Anche il coinvolgimento del comune di Rossano Veneto nella procedura risulta
dunque legittimo.
2.1- Nel merito va premesso, in termini generali, che il giudizio di
compatibilità ambientale, in quanto implica una valutazione anticipata,
finalizzata alla tutela preventiva dell’interesse pubblico, non si risolve in un
puro e semplice giudizio tecnico, ma presenta comunque profili elevati di
discrezionalità amministrativa. A questo proposito si parla, anche in
giurisprudenza, di discrezionalità mista. L’ampiezza della discrezionalità
restringe l’ambito del sindacato giurisdizionale ai casi di illogicità
manifesta, di errore di fatto e di difetto di istruttoria e di motivazione (conf.
, “ex multis”, in tema di VIA, Cons, St. nn. 5910/07, 1462/05 –che conf. Tar
Veneto, n. 3098/01- e 1/04).
Appare opportuno premettere inoltre che la giurisprudenza è ferma
nell’evidenziare che quando un provvedimento amministrativo si basa su una
pluralità di motivazioni, tra loro autonome, e soltanto alcune di esse risultano
idonee a sorreggerne il contenuto, il provvedimento medesimo non può ritenersi
emesso illegittimamente.
Con riguardo al caso in esame, precisato che le ragioni del giudizio negativo
impugnato vanno ravvisate non solo nelle considerazioni svolte nel parere n.
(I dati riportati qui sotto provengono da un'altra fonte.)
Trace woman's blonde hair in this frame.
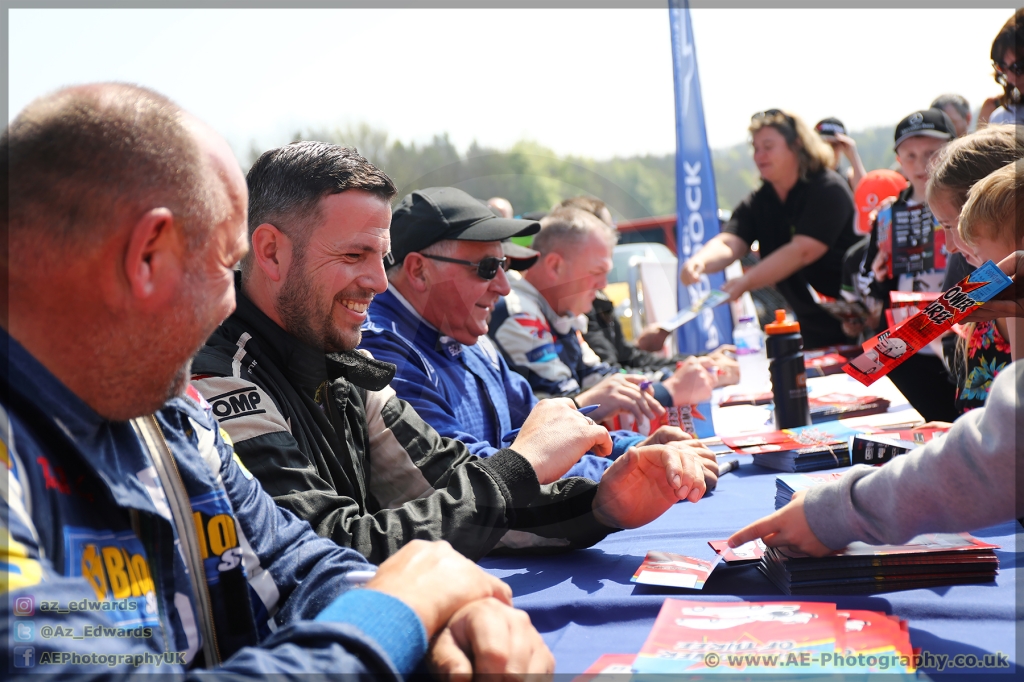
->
[959,160,1024,246]
[748,109,836,180]
[925,125,1024,209]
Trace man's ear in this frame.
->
[401,252,430,294]
[252,222,292,283]
[124,208,186,299]
[544,251,565,280]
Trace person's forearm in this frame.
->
[694,232,745,274]
[804,364,1024,549]
[743,242,817,291]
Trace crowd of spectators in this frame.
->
[0,10,1024,679]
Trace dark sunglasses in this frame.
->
[420,253,511,280]
[995,59,1024,76]
[751,109,797,131]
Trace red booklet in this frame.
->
[633,599,840,675]
[572,653,637,682]
[843,261,1013,386]
[708,539,765,564]
[630,551,721,590]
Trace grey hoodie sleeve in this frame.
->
[804,361,1024,549]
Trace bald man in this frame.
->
[0,84,553,679]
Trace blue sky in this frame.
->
[8,6,1013,159]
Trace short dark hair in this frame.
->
[0,83,214,251]
[242,140,398,279]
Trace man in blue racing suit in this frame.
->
[0,84,554,679]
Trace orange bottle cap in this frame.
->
[765,310,800,334]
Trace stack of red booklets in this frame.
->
[585,599,916,679]
[758,532,999,594]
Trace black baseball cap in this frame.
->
[814,118,846,139]
[893,109,956,148]
[385,187,541,266]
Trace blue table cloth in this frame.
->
[480,456,1024,676]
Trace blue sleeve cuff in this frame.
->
[608,431,647,461]
[316,589,427,676]
[651,381,675,408]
2/03 della Commissione provinciale VIA, ma anche nelle osservazioni fatte nei
pareri dei Consigli comunali, pareri citati, peraltro, anche dalla Commissione
VIA, oltre che negli atti dell’istruttoria tecnica della Sottocommissione VIA,
anch’essi richiamati nel parere n. 2/03, il Collegio è dell’avviso che gli atti
di causa forniscano un coerente riscontro (quantomeno) delle più importanti
ragioni sostanziali poste a base del provvedimento impugnato.
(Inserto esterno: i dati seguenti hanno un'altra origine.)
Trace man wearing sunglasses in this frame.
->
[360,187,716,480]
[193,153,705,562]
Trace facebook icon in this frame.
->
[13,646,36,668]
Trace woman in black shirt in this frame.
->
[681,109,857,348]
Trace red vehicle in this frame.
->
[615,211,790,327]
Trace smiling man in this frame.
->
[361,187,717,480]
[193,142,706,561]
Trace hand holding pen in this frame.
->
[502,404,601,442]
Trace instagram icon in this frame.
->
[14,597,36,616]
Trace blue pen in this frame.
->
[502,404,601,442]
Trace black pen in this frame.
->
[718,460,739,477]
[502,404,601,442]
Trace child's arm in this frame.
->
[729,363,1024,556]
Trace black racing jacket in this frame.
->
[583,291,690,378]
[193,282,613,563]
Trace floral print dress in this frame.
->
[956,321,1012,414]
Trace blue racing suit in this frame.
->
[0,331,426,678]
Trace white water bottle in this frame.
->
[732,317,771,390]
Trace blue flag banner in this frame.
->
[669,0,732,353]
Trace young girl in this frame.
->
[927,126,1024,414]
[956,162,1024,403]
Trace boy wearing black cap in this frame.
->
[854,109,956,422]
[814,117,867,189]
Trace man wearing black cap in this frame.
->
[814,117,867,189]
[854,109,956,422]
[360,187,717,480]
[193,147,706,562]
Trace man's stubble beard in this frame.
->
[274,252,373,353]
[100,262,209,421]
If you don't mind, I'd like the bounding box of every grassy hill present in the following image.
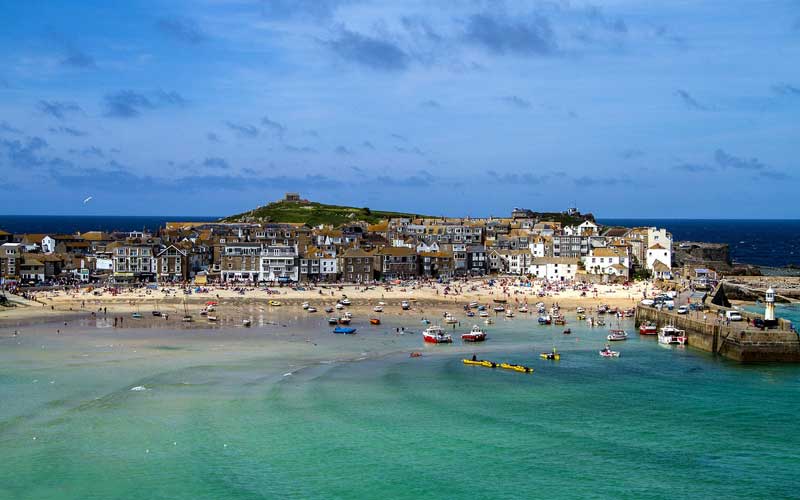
[222,201,432,226]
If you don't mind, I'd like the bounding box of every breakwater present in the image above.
[635,305,800,363]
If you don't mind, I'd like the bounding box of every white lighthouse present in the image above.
[764,287,775,322]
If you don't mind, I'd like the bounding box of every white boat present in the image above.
[606,330,628,342]
[422,325,453,344]
[658,325,686,345]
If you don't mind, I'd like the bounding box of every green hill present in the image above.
[222,201,432,226]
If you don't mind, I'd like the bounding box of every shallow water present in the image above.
[0,312,800,499]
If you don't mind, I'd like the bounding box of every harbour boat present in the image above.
[500,363,533,373]
[461,325,486,342]
[606,330,628,342]
[539,349,561,361]
[658,325,686,345]
[422,325,453,344]
[639,321,658,335]
[461,359,497,368]
[600,346,619,358]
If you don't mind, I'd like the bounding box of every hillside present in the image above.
[222,201,434,226]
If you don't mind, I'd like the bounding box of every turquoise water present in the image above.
[0,314,800,499]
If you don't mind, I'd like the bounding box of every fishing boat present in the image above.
[461,325,486,342]
[539,348,561,361]
[639,321,658,335]
[500,363,533,373]
[658,325,686,345]
[422,325,453,344]
[606,329,628,342]
[600,346,619,358]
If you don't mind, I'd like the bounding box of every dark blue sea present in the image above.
[0,215,219,234]
[598,219,800,267]
[0,215,800,267]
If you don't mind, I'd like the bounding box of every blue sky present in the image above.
[0,0,800,218]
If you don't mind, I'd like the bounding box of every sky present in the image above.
[0,0,800,218]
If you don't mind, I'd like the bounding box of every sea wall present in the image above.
[635,305,800,363]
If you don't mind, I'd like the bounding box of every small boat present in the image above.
[461,325,486,342]
[500,363,533,373]
[600,346,619,358]
[639,321,658,335]
[422,325,453,344]
[658,325,687,345]
[461,359,497,368]
[606,330,628,342]
[539,349,561,361]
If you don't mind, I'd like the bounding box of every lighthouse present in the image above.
[764,287,775,323]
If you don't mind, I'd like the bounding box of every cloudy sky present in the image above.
[0,0,800,218]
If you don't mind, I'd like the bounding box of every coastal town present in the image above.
[0,193,688,288]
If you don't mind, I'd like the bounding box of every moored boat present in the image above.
[422,325,453,344]
[461,325,486,342]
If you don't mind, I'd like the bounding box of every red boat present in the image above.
[422,325,453,344]
[639,322,658,335]
[461,325,486,342]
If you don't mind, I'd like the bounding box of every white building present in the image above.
[529,257,578,281]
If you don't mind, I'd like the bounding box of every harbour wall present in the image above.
[635,304,800,363]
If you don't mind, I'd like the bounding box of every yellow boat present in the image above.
[461,359,497,368]
[500,363,533,373]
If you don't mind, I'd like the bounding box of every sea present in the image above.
[0,308,800,500]
[0,215,800,268]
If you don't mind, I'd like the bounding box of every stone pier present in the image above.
[635,305,800,363]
Detto altrimenti, le ragioni più salienti sulle quali si fonda la decisione
negativa impugnata reggono al vaglio del giudice.
Prima di esaminare le diverse motivazioni che hanno spinto l’Amministrazione
provinciale a esprimere il contestato giudizio negativo, alla luce dei singoli
profili di censura formulati con il primo motivo, va rammentato che con il
giudizio di compatibilità ambientale si valutano gli effetti dell’opera della
cui realizzazione si tratta sul sistema –ambiente, anche in relazione
all’esigenza di limitare effetti irreversibili sul suolo, di ridurre il consumo
del territorio e il degrado del paesaggio.
In questo contesto, in modo tutt’altro che incongruo è stato dato rilievo al
fatto che il progetto si traduce dapprima in una attività di scavo e quindi di
colmatura mediante stoccaggio di inerti. Tutt’altro che illogicamente l’autorità
amministrativa ha posto in risalto il fatto che il progetto proposto dal CVI
prevede e presuppone “l’escavazione del sedime ex novo provvedendo alla
realizzazione della discarica mediante l’estrazione di…sabbia e ghiaia” (e anzi,
dai verbali sub allegato 10 e ss. fasc. Prov. risultano in vari punti
dichiarazioni per le quali lo scopo fondamentale del progetto non è il
conferimento di limi da lavaggio di sabbie ma sarebbe in via esclusiva
l’escavazione di ghiaia) ; la Provincia ha posto in rilievo che, in posizione
assai vicina all’area ove è prevista la realizzazione dell’impianto, esistono
altre discariche, della medesima categoria, vale a dire per inerti / 2A, che
possono essere utilizzate per lo stoccaggio. La DCC n. 63/03 le indica
puntualmente al p. 6. spiegando, con dati e cifre, come non vi sia alcuna
situazione di emergenza in questo comparto (conf. DCC Rosà n. 58/03 e DCC
Rossano Veneto n. 51/03, dal verbale della quale emerge che il Sindaco ribadisce
in modo icastico che “riempire è meglio che scavare e poi riempire”; v. anche
doc. 11 e 12 fasc. Prov. nei quali viene indicata l’ampia disponibilità di
volumi residui per discariche autorizzate di tipo 2 A) (conf. nota Reg. 27
gennaio 2003, recante parere contrario, in particolare per “l’elevata
disponibilità volumetrica residua delle discariche di tipo 2 A in provincia di
Vicenza ) ; che la normativa in materia (v. d. lgs. n. 36/03, Allegato 1, p.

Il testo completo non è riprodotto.